Judges ruled there had been a criminal conspiracy, with the involvement of Croatia’s government under then-President Franjo Tudjman – who died in 1999 – aimed at the “ethnic cleansing of the Muslim population” of parts of Bosnia to cement Croat domination there.
The defendants on Wednesday received sentences ranging from 10 to 25 years. The decision cannot be appealed.

The chairman of post-war Bosnia’s shaky, Muslim-Serb-Croat presidency, Dragan Covic, a Croat, said: “(Praljak) showed before the whole world what kind of sacrifice he is ready to make to prove that he is not a war criminal.”

Previously, two defendants awaiting their ICTY trial, both Serbs, committed suicide by hanging themselves in their U.N. cells, according to court documents. Slavko Dogmanovic died in 1998, and Milan Babic was found dead in his locked cell in 2006.

The ICTY indicted 161 suspects in all from Bosnia, Croatia, Serbia, Montenegro and Kosovo in connection with atrocities in the ethnic wars there during the 1990s.
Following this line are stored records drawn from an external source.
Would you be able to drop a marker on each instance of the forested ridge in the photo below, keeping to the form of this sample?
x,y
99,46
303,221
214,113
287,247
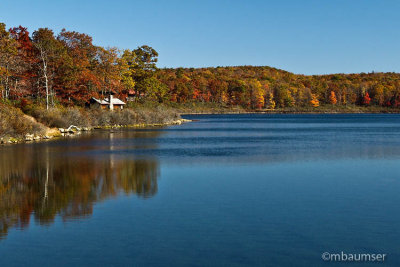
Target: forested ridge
x,y
68,69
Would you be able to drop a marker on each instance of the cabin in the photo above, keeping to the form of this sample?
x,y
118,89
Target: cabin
x,y
133,96
109,102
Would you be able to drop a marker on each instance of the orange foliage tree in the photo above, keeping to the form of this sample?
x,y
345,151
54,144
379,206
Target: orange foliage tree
x,y
332,98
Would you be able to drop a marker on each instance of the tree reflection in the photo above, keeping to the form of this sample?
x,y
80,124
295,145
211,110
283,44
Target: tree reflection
x,y
41,182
Of the 83 convicted, more than 60 of them were ethnic Serbs.

The court’s lead suspect, former Yugoslav and Serbian President Slobodan Milosevic, died of a heart attack in March 2006 months before a ruling in his genocide trial.

Last week, former Bosnian Serb military commander Ratko Mladic was convicted of genocide, war crimes and crimes against humanity for mass killings and expulsions of Muslims and the siege of Sarajevo, and sentenced to life in prison.

Mladic’s lawyers tried to delay the verdict mid-reading by saying he was too ill to continue, and Mladic was then removed from the courtroom after shouting that judges were “liars”.